If you’re tempted to swap the delay: for a state-based wait on media_player.* instead, don’t, at least not without testing it end-to-end on your specific setup. Options B and C do expose playingidle transitions on the player, but the obvious two-stage wait_template (wait for non-idle, then wait for idle) has two failure modes specific to the state-based approach:

  1. Slow TTS start. If the TTS service takes more than the initial wait’s timeout to actually start playing, the first wait_template times out with continue_on_timeout: true, the second one then sees idle (because TTS hasn’t started yet) and trips immediately, and the image fires just as the spoken clip finally arrives. You’d need a wait.completed check to abort cleanly when the start wait times out.
  2. Variable briefing length saves at most a few seconds. A fixed delay: is conservative by design; the state-based wait only saves you the slack you padded into the delay. Rarely worth the complexity for a once-a-day automation.

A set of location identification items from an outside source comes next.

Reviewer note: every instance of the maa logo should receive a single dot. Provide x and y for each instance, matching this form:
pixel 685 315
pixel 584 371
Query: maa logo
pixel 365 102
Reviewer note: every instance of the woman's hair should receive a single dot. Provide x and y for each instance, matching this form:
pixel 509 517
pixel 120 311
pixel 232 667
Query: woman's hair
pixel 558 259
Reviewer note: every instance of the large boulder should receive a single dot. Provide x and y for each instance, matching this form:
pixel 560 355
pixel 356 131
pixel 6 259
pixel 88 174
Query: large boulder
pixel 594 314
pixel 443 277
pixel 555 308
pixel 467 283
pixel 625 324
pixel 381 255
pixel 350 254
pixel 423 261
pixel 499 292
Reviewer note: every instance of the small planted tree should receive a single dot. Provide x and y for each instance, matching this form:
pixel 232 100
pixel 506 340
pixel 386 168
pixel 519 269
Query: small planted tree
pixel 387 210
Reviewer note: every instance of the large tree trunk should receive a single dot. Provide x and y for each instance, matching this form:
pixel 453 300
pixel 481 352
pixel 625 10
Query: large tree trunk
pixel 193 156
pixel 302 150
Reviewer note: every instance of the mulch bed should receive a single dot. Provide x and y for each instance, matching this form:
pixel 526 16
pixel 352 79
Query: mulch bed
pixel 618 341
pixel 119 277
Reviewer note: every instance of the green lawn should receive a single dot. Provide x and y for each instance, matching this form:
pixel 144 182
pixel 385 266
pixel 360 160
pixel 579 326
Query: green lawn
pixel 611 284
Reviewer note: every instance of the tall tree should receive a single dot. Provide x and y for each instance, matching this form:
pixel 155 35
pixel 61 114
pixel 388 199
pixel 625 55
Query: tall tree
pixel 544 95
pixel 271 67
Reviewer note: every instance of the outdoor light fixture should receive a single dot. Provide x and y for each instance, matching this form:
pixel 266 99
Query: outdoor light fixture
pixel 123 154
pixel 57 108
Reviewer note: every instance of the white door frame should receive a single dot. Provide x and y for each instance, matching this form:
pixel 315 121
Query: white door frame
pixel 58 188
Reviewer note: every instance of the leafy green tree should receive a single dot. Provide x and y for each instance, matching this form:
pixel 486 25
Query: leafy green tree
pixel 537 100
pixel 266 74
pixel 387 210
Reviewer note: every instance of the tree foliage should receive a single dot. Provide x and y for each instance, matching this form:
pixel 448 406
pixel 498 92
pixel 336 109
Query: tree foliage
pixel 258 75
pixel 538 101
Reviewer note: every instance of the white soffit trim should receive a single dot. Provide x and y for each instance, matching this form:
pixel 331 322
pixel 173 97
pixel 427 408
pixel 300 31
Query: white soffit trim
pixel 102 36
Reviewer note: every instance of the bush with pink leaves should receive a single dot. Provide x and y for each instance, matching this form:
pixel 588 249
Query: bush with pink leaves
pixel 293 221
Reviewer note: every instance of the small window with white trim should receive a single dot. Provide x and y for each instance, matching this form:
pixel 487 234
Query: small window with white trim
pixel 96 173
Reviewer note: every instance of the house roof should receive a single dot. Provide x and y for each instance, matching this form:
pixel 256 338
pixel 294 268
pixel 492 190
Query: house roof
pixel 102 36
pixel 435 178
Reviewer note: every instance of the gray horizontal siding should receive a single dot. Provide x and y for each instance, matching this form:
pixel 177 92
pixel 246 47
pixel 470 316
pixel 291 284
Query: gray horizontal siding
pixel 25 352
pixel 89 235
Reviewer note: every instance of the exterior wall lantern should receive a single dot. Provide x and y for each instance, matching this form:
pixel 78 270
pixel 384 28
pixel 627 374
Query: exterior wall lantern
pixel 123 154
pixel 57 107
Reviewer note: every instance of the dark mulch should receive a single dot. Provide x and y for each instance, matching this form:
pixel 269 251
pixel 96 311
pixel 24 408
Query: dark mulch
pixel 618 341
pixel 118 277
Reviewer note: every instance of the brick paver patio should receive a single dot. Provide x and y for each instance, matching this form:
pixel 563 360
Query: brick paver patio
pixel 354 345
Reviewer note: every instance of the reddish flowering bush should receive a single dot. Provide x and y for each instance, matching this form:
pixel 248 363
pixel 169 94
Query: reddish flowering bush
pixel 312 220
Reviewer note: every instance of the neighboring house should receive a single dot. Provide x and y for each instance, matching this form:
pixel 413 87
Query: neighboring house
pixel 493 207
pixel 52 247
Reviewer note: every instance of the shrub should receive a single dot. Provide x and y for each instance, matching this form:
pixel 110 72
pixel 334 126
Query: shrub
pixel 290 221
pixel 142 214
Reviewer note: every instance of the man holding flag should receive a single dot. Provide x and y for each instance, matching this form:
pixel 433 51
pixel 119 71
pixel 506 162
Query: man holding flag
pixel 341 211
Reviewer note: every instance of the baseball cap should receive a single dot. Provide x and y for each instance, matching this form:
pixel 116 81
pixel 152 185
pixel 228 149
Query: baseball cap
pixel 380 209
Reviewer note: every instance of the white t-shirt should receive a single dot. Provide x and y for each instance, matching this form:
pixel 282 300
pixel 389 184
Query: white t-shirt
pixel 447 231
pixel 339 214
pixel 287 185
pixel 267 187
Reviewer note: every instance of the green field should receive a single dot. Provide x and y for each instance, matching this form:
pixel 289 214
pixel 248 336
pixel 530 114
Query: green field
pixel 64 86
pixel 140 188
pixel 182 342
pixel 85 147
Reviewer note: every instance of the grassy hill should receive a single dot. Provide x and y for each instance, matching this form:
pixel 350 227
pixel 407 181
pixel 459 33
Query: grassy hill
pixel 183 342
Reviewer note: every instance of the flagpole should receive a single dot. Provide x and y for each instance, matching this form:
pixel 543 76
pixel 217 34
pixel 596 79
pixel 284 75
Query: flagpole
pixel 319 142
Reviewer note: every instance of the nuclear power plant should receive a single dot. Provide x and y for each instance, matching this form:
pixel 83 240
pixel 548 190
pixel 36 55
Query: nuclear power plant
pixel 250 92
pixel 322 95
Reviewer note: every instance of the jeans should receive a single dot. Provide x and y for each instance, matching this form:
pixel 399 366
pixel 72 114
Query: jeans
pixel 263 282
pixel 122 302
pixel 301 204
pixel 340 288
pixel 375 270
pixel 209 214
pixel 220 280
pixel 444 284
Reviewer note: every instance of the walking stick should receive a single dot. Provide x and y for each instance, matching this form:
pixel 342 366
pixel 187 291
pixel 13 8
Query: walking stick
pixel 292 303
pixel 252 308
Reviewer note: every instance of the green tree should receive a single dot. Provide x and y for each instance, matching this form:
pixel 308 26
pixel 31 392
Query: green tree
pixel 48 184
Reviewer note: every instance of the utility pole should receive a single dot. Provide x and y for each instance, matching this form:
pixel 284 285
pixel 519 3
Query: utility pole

(The “already playing” edge case above isn’t on this list because it’s not specific to wait_template — it’s an MA-restoration property that applies to any wait shape.)

What’s verified. The Option A (notify.google_assistant_sdk) path above is the one this project’s author runs day-to-day. The Option B and C variants follow current HA service shapes but haven’t been tested end-to-end on this setup — if you wire one up and find a wrinkle, a PR-fix is welcome.

Troubleshooting

Privacy

See PRIVACY.md for the full data-handling boundary. Quickly: the bridge is off by default, and turning it on sends the rendered forecast sentence to your own broker — not to a developer-operated service. The payload is the same string you see in the notification, including any calendar-event tie-in clause if you have the calendar tie-in enabled.